Hmm. It would seem that the modern movement started as a reaction to a knee-jerk reaction. Did people purchase more firearms during the riots? I wouldn't doubt it. That is a well established trend following discord. That, however, does not a political movement make. Why would a movement to keep firearms need to be started unless legislatures were trying to take them away?
But I digress.
In 1988, the Chicago Housing Authority and CPD started the program known as "Operation Clean Sweep". This involved warrantless searches of homes,
mandatory sign in/out rosters, and visitor exclusion rules that included
family members and children. This resulted in the case Rose Summeries, et al. v. Chicago Housing Authority, et al. The CPD and CHA chose to limit their activities instead of going through the courts. Firearms, however, are still banned from CHA buildings.

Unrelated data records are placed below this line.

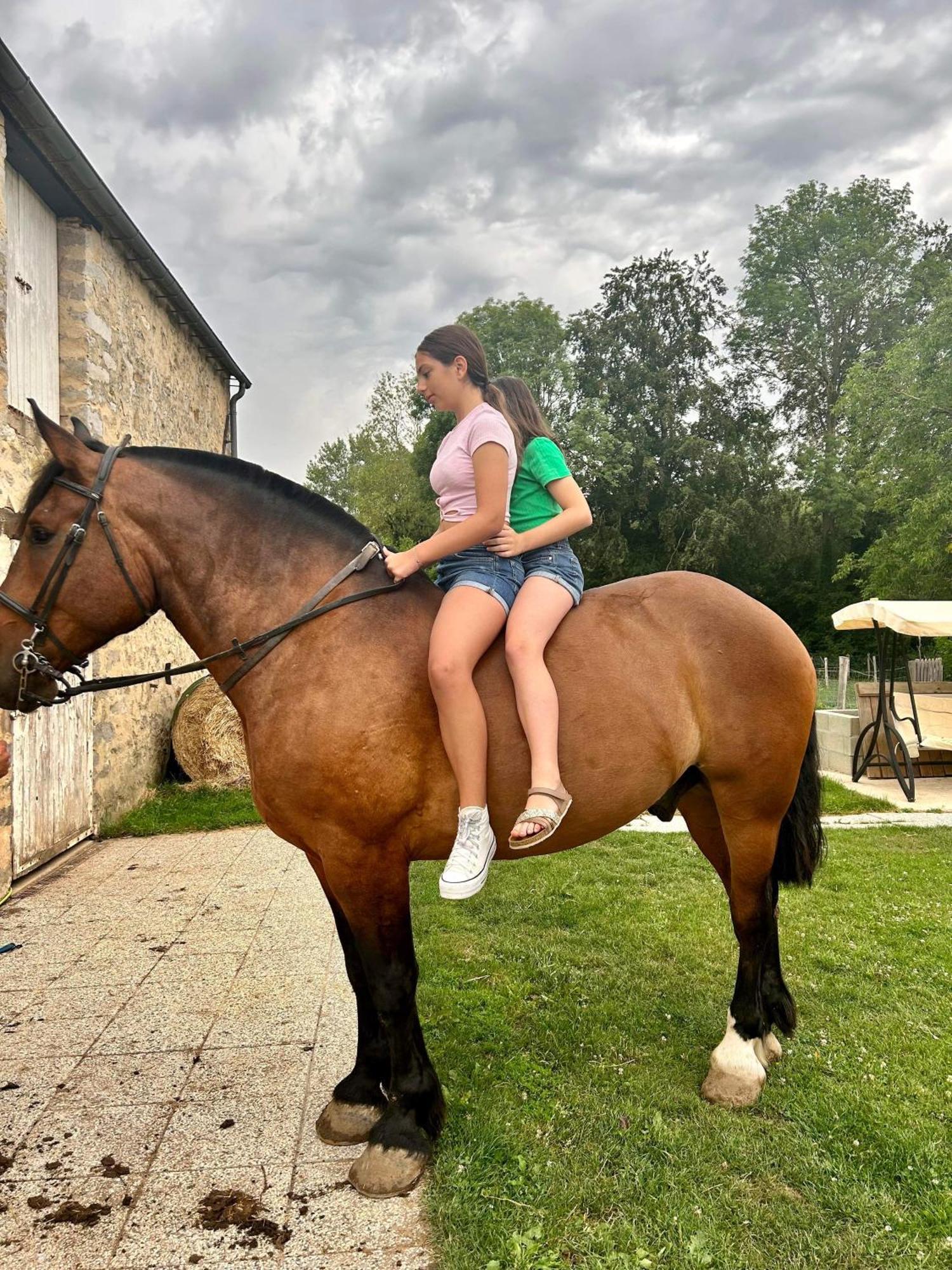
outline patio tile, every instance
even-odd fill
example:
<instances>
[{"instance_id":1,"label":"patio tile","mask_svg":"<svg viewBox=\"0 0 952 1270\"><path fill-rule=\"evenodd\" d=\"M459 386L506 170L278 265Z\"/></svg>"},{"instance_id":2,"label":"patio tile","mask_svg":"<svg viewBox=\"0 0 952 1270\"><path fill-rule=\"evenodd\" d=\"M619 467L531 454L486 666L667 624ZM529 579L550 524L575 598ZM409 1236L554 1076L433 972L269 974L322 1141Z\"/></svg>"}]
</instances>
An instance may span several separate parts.
<instances>
[{"instance_id":1,"label":"patio tile","mask_svg":"<svg viewBox=\"0 0 952 1270\"><path fill-rule=\"evenodd\" d=\"M169 1106L161 1102L100 1106L55 1099L17 1149L4 1177L102 1175L104 1156L141 1173L168 1119Z\"/></svg>"},{"instance_id":2,"label":"patio tile","mask_svg":"<svg viewBox=\"0 0 952 1270\"><path fill-rule=\"evenodd\" d=\"M316 937L308 935L307 941L297 947L277 939L274 932L259 932L251 942L241 973L264 977L281 974L289 979L322 975L330 946L330 931L319 932Z\"/></svg>"},{"instance_id":3,"label":"patio tile","mask_svg":"<svg viewBox=\"0 0 952 1270\"><path fill-rule=\"evenodd\" d=\"M24 988L11 992L9 988L0 992L0 1027L6 1027L15 1019L19 1019L27 1006L33 1001L33 993Z\"/></svg>"},{"instance_id":4,"label":"patio tile","mask_svg":"<svg viewBox=\"0 0 952 1270\"><path fill-rule=\"evenodd\" d=\"M37 1019L14 1022L0 1033L0 1066L15 1058L85 1054L105 1019Z\"/></svg>"},{"instance_id":5,"label":"patio tile","mask_svg":"<svg viewBox=\"0 0 952 1270\"><path fill-rule=\"evenodd\" d=\"M10 1270L102 1270L109 1261L127 1208L123 1196L137 1185L129 1177L46 1179L0 1181L0 1248ZM51 1203L32 1208L27 1200L44 1196ZM103 1204L109 1212L95 1224L51 1222L60 1204Z\"/></svg>"},{"instance_id":6,"label":"patio tile","mask_svg":"<svg viewBox=\"0 0 952 1270\"><path fill-rule=\"evenodd\" d=\"M288 1245L291 1247L291 1245ZM426 1248L380 1248L374 1252L320 1252L311 1257L288 1257L288 1270L435 1270Z\"/></svg>"},{"instance_id":7,"label":"patio tile","mask_svg":"<svg viewBox=\"0 0 952 1270\"><path fill-rule=\"evenodd\" d=\"M171 1102L193 1067L194 1050L88 1054L58 1082L61 1101L107 1105ZM3 1102L0 1102L3 1107Z\"/></svg>"},{"instance_id":8,"label":"patio tile","mask_svg":"<svg viewBox=\"0 0 952 1270\"><path fill-rule=\"evenodd\" d=\"M204 1049L198 1063L190 1064L182 1097L296 1099L300 1105L310 1066L311 1050L302 1045Z\"/></svg>"},{"instance_id":9,"label":"patio tile","mask_svg":"<svg viewBox=\"0 0 952 1270\"><path fill-rule=\"evenodd\" d=\"M169 949L169 956L188 956L201 952L246 952L251 946L255 927L232 930L208 922L197 926L189 922Z\"/></svg>"},{"instance_id":10,"label":"patio tile","mask_svg":"<svg viewBox=\"0 0 952 1270\"><path fill-rule=\"evenodd\" d=\"M423 1242L419 1187L396 1199L363 1199L347 1182L344 1161L339 1166L298 1163L292 1194L286 1217L293 1229L288 1257L355 1255Z\"/></svg>"},{"instance_id":11,"label":"patio tile","mask_svg":"<svg viewBox=\"0 0 952 1270\"><path fill-rule=\"evenodd\" d=\"M96 988L60 988L51 984L44 991L29 992L24 1020L102 1019L119 1010L129 993L131 983L104 984Z\"/></svg>"},{"instance_id":12,"label":"patio tile","mask_svg":"<svg viewBox=\"0 0 952 1270\"><path fill-rule=\"evenodd\" d=\"M188 952L184 945L171 944L168 956L150 972L146 983L184 984L203 982L227 986L241 965L241 952Z\"/></svg>"},{"instance_id":13,"label":"patio tile","mask_svg":"<svg viewBox=\"0 0 952 1270\"><path fill-rule=\"evenodd\" d=\"M0 1063L0 1149L5 1154L33 1128L75 1066L72 1057L18 1057Z\"/></svg>"},{"instance_id":14,"label":"patio tile","mask_svg":"<svg viewBox=\"0 0 952 1270\"><path fill-rule=\"evenodd\" d=\"M226 1002L221 1016L208 1034L206 1044L215 1049L231 1045L260 1045L264 1041L287 1045L314 1040L320 1002L298 1006L294 1002L265 1002L260 1006L235 1007Z\"/></svg>"},{"instance_id":15,"label":"patio tile","mask_svg":"<svg viewBox=\"0 0 952 1270\"><path fill-rule=\"evenodd\" d=\"M94 1054L143 1054L197 1049L215 1020L215 1010L157 1013L123 1007L91 1046Z\"/></svg>"},{"instance_id":16,"label":"patio tile","mask_svg":"<svg viewBox=\"0 0 952 1270\"><path fill-rule=\"evenodd\" d=\"M241 1190L260 1196L263 1218L283 1223L291 1170L256 1166L242 1168L152 1170L129 1209L126 1229L110 1267L175 1266L182 1270L192 1255L201 1265L272 1264L277 1250L264 1238L251 1240L235 1227L208 1231L199 1224L199 1201L212 1190Z\"/></svg>"},{"instance_id":17,"label":"patio tile","mask_svg":"<svg viewBox=\"0 0 952 1270\"><path fill-rule=\"evenodd\" d=\"M58 987L96 988L109 983L138 983L156 964L161 952L146 944L103 939L58 980Z\"/></svg>"},{"instance_id":18,"label":"patio tile","mask_svg":"<svg viewBox=\"0 0 952 1270\"><path fill-rule=\"evenodd\" d=\"M160 1172L291 1165L301 1124L300 1096L249 1099L236 1090L179 1102L155 1157Z\"/></svg>"}]
</instances>

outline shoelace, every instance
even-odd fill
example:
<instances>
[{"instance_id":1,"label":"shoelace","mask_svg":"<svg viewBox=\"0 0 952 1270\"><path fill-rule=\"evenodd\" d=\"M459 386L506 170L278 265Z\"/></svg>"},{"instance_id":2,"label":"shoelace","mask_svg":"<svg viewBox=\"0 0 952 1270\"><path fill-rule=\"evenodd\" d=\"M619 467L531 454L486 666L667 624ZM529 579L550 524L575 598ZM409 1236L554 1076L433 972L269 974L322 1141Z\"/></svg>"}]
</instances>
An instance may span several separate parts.
<instances>
[{"instance_id":1,"label":"shoelace","mask_svg":"<svg viewBox=\"0 0 952 1270\"><path fill-rule=\"evenodd\" d=\"M459 817L459 828L456 831L456 842L453 843L453 850L449 852L447 867L461 865L465 869L472 869L476 864L480 853L480 839L482 837L480 833L481 819L482 817L476 813Z\"/></svg>"}]
</instances>

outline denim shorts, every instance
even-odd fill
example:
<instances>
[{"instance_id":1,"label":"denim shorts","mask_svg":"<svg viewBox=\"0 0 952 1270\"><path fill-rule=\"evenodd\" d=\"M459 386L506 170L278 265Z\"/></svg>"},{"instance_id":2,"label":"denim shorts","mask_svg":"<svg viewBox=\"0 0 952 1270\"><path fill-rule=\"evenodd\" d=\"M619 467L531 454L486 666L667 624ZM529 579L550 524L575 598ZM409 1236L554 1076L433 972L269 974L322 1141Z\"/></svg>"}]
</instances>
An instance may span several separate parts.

Virginia courts have upheld a similar ban in the Richmond Housing Authority (Richmond Tenants Org. v. Richmond Dev. & Hous. Auth.) while Federal legislation (HR 3838) was proposed, along with the states Washington and Oregon, in 1994. Maine attempted to ban firearms in public housing in 1995 but this was struck down.
So not only are "gun control's" very origins rooted in racism and efforts to control what are deemed by them to be undesirable elements of the population, their efforts in the latter half of the 20th Century continue this oh-so-fine tradition. This is re-enforced by Obama touting his wife's words:
And by the way, Michelle, my wife, she was traveling up, I think, in eastern Iowa, she was driving through this nice, beautiful area, going through all this farmland and hills and rivers and she said 'Boy, it's really pretty up here,' but she said, 'But you know, I can see why if I was living out here, I'd want a gun. Because, you know, 911 is going to take some time before somebody responds. You know what I mean? You know, it's like five miles between every house.'
And then adding:
"So the point is, though, we should be able to do that, and we should be able to enforce laws that keep guns off the streets in inner cities because some unscrupulous gun dealer is, you know, letting somebody load up a van with a bunch of cheap handguns or sawed-off shotguns and dumping them and selling them for a profit in the streets."
In other words, it's alright for the rural folk but you can't trust those 'people' on the streets.
Now what demographics would fall under those brushes again?